Charles blinked back more tears. “She wanted me out so I left. How is that harassing her? Anyway, she was my wife. I had a right to talk to her.”
Turner arched a brow. “By talking to her, do you also mean texting her upwards of seventeen times in a single day and calling her an ‘ungrateful bitch,’ a ‘horrible mother,’ and— Oh yeah, my favorite: ‘an annoying, ugly, frigid hag who couldn’t get another man if her life depended on it’?”
Charles’s face paled, his eyes flickering to Josie as if for confirmation that they had, in fact, read the text messages between him and his wife.
Josie said, “This is a murder investigation. We look at everything.”
“Listen,” he said. “It wasn’t as bad as you’re making it sound.”
“I don’t know about that,” Josie said. “It seems like Haven took issue with the way you treated her mother. Just last week she texted you, I quote, ‘leave Mom alone and stop acting insane or I’m blocking you.’”
Josie couldn’t figure out if Charles had a shred of humanity or simply that he understood acting human would be in his best interest, because the lines of his face slackened and his eyes flashed with regret. Softening his voice, he said, “Okay, okay. Maybe I got carried away. If you read our texts then you know I promised I would leave Maxine alone and that I apologized.”
“Sure,” Josie said. “But you sent Maxine a pretty strong message the day they left for the festival. What did it say, Turner? Do you remember?”
He didn’t take his eyes off Charles. “About as well as I remember that statute we talked about earlier. You told your wife that you drove past the house and the roof over the garagewas sagging. Then you told her that if she wasn’t going to keep the house in good repair, you were taking it and she could find some hovel to live in and take her ungrateful kid with her.”
Maxine hadn’t responded. There had been no texts between Haven and her father for the two days the Barnes women were at the festival. Josie was certain that Maxine hadn’t shared Charles’s latest message with her daughter.
“Okay, so maybe that was a little harsh, but Maxine couldn’t afford to stay there anyway. She quit her job a few months ago and never even told me.”
“Why did she quit?” asked Josie.
Charles lifted his hands and let them fall back to his knees. “Don’t know. I didn’t realize it right away. Not until her direct deposits stopped coming into our account.”
Turner said, “Was she still working at that doctor’s office? Over on Quesenberry Court?”
Charles nodded. Josie knew the area. A lot of medical office buildings were crowded into a two-block radius.
“Listen, I didn’t want to bring this up,” Charles said, lowering his voice conspiratorially. “But Maxine was acting real weird the last few months. I think she was on drugs. I could never prove it but she lost a lot of weight. She was all twitchy and paranoid. An office manager for a medical office? I think she was getting drugs from work or something and got fired, but didn’t want to tell me that. I didn’t want her to think that I was going to pay for this habit she developed after we split, pay for her to live in the house when she wasn’t going to work, and if she was on drugs, Haven shouldn’t have been around her.”
“Did Haven ever mention anything that might lead you to believe Maxine was on drugs?” asked Josie.
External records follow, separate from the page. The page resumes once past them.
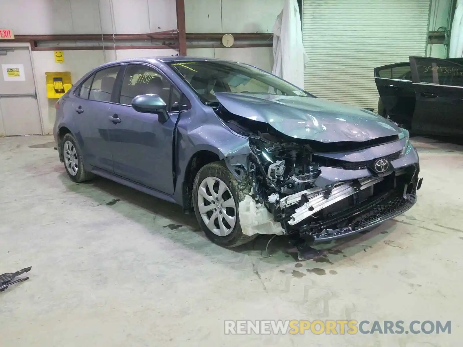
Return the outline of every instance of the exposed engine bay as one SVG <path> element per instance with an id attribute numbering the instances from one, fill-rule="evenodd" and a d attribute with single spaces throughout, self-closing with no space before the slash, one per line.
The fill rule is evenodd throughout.
<path id="1" fill-rule="evenodd" d="M 400 214 L 416 201 L 422 179 L 417 156 L 408 165 L 403 159 L 413 149 L 407 140 L 403 149 L 387 155 L 344 161 L 325 154 L 381 146 L 399 137 L 323 143 L 291 137 L 221 105 L 216 112 L 232 130 L 248 138 L 250 153 L 240 178 L 249 181 L 254 201 L 271 214 L 282 234 L 311 242 L 337 238 Z M 392 163 L 398 161 L 395 168 Z"/>

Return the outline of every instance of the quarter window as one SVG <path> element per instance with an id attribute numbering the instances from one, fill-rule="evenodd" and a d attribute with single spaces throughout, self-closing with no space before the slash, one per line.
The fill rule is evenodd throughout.
<path id="1" fill-rule="evenodd" d="M 85 81 L 82 84 L 81 87 L 81 90 L 79 93 L 79 97 L 83 99 L 88 99 L 88 93 L 90 92 L 90 87 L 92 84 L 92 81 L 93 80 L 93 75 L 90 76 L 85 80 Z"/>
<path id="2" fill-rule="evenodd" d="M 120 67 L 118 65 L 97 72 L 92 84 L 88 99 L 98 101 L 111 101 L 113 87 Z"/>

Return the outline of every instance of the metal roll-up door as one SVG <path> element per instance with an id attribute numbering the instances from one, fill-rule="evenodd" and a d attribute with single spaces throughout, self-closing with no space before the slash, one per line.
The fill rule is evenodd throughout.
<path id="1" fill-rule="evenodd" d="M 373 69 L 424 56 L 430 0 L 304 0 L 305 89 L 374 108 Z"/>

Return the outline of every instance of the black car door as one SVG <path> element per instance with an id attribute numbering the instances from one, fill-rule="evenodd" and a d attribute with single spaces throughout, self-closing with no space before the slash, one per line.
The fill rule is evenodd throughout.
<path id="1" fill-rule="evenodd" d="M 463 134 L 463 65 L 436 58 L 411 57 L 410 61 L 415 94 L 412 130 Z"/>
<path id="2" fill-rule="evenodd" d="M 89 77 L 74 99 L 74 119 L 84 144 L 85 161 L 92 166 L 113 172 L 108 137 L 108 117 L 111 115 L 113 89 L 120 65 L 106 68 Z"/>
<path id="3" fill-rule="evenodd" d="M 173 144 L 181 93 L 163 74 L 143 64 L 126 65 L 119 96 L 108 122 L 114 173 L 168 194 L 174 193 Z M 136 111 L 137 95 L 157 94 L 168 105 L 169 119 Z"/>
<path id="4" fill-rule="evenodd" d="M 381 115 L 389 116 L 404 126 L 411 124 L 415 106 L 415 92 L 412 83 L 409 62 L 384 65 L 375 69 L 375 81 L 384 110 Z"/>

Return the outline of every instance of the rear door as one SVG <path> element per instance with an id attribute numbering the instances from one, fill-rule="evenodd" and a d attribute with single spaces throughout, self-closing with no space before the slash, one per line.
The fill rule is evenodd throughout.
<path id="1" fill-rule="evenodd" d="M 385 117 L 387 114 L 396 123 L 409 126 L 415 107 L 410 63 L 376 68 L 375 81 L 384 109 L 381 115 Z"/>
<path id="2" fill-rule="evenodd" d="M 463 65 L 436 58 L 411 57 L 410 61 L 415 93 L 412 130 L 463 134 Z"/>

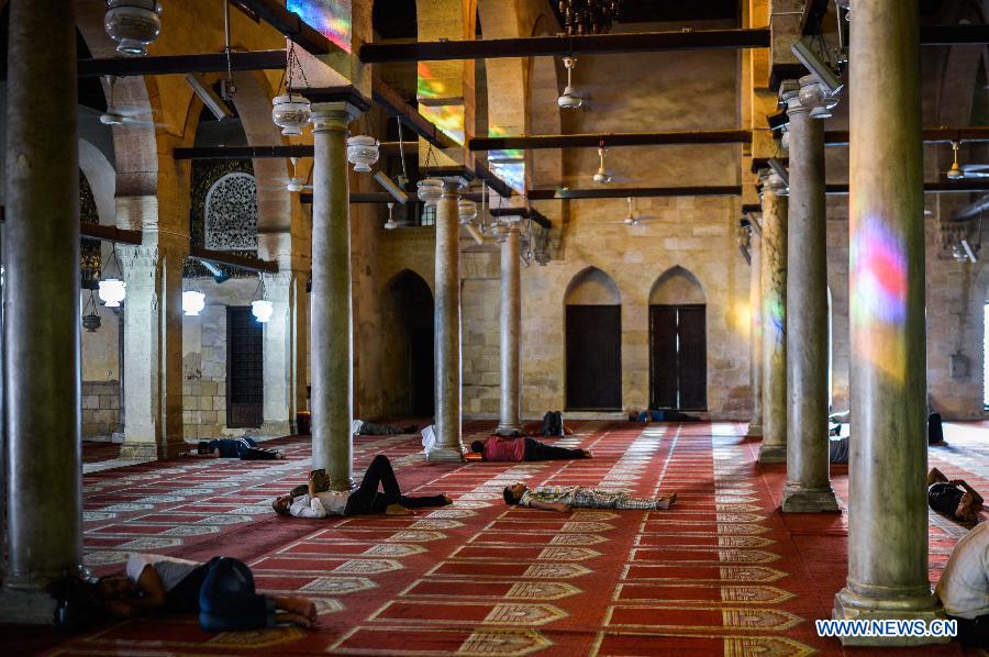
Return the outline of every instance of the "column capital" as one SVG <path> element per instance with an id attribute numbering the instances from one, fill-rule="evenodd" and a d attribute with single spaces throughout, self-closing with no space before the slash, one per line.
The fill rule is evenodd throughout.
<path id="1" fill-rule="evenodd" d="M 314 132 L 327 130 L 345 131 L 357 116 L 363 114 L 360 108 L 344 100 L 314 102 L 311 110 L 312 130 Z"/>

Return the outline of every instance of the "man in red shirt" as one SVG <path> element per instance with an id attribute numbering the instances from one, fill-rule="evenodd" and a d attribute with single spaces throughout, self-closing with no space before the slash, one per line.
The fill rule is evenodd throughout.
<path id="1" fill-rule="evenodd" d="M 563 460 L 571 458 L 591 458 L 587 449 L 569 449 L 540 443 L 535 438 L 510 438 L 491 436 L 486 441 L 474 441 L 470 450 L 481 454 L 484 460 L 523 461 L 523 460 Z"/>

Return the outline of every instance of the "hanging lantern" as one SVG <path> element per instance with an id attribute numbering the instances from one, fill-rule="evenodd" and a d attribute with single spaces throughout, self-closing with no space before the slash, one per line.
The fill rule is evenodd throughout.
<path id="1" fill-rule="evenodd" d="M 162 4 L 156 0 L 108 0 L 103 29 L 116 42 L 118 53 L 143 57 L 162 33 Z"/>
<path id="2" fill-rule="evenodd" d="M 86 311 L 89 311 L 88 313 Z M 96 296 L 92 290 L 89 291 L 89 301 L 82 307 L 82 327 L 89 333 L 96 333 L 103 321 L 100 319 L 99 309 L 97 308 Z"/>
<path id="3" fill-rule="evenodd" d="M 370 172 L 373 164 L 378 162 L 378 147 L 380 144 L 375 137 L 357 135 L 347 138 L 347 162 L 354 165 L 354 170 L 362 174 Z"/>
<path id="4" fill-rule="evenodd" d="M 195 318 L 205 308 L 205 294 L 196 290 L 182 292 L 182 312 L 187 318 Z"/>
<path id="5" fill-rule="evenodd" d="M 277 96 L 271 101 L 271 121 L 281 129 L 285 136 L 298 137 L 302 129 L 312 120 L 309 99 L 301 93 Z"/>
<path id="6" fill-rule="evenodd" d="M 258 299 L 257 301 L 251 302 L 251 314 L 253 314 L 254 318 L 262 324 L 270 320 L 271 313 L 274 312 L 275 308 L 267 299 Z"/>
<path id="7" fill-rule="evenodd" d="M 469 199 L 460 199 L 457 201 L 457 216 L 462 224 L 469 224 L 477 219 L 477 203 Z"/>
<path id="8" fill-rule="evenodd" d="M 416 183 L 419 200 L 426 207 L 435 205 L 443 197 L 443 180 L 438 178 L 424 178 Z"/>

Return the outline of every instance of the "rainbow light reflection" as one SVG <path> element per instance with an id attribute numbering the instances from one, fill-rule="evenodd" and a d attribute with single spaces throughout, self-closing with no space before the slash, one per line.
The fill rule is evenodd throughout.
<path id="1" fill-rule="evenodd" d="M 285 5 L 320 34 L 351 52 L 351 0 L 286 0 Z"/>
<path id="2" fill-rule="evenodd" d="M 905 379 L 907 254 L 875 216 L 852 227 L 851 322 L 856 356 L 898 381 Z"/>

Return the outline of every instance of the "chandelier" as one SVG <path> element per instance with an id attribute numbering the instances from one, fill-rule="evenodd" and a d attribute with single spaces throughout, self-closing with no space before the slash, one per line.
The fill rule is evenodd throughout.
<path id="1" fill-rule="evenodd" d="M 610 32 L 621 9 L 622 0 L 559 0 L 559 15 L 568 36 Z"/>

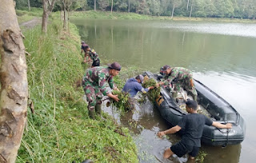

Charles blinked twice. More tears glistened in his eyes. “She wouldn’t have told me even if she knew something. I told you, my wife poisoned her against me.”
“Right,” Turner said. “We’ve talked a lot about your wife. Why don’t we discuss your daughter? Was there anyone in her life who might have wanted to harm her? Anyone she might have been having trouble with?”
“How the hell would I know?” Charles said.
“You don’t know the names of any of her friends?” Turner asked. “Teachers at school? Coworkers? People she saw regularly?”
“Why would I know those things?”
“Why wouldn’t you know those things?” Turner asked calmly.
He and Josie both knew why—his daughter didn’t trust him, didn’t seem to like him much either. From where they sat, the father–daughter dynamic was obvious, but Josie knew that Turner was trying to make a point. To get him to admit to their strained relationship in a formal interview.
Charles said, “Maxine turned her against me.”
Turner chuckled darkly. “That’s what you’re going with?”
“What I’m going with?” Charles asked. “What does that mean?”
“Did you raise Haven?”
“What kind of question is that?”
“The kind I’m asking a man whose kid was just murdered who seems more focused on every sin he thinks his wife committed than that his child was killed. Did you raise Haven?”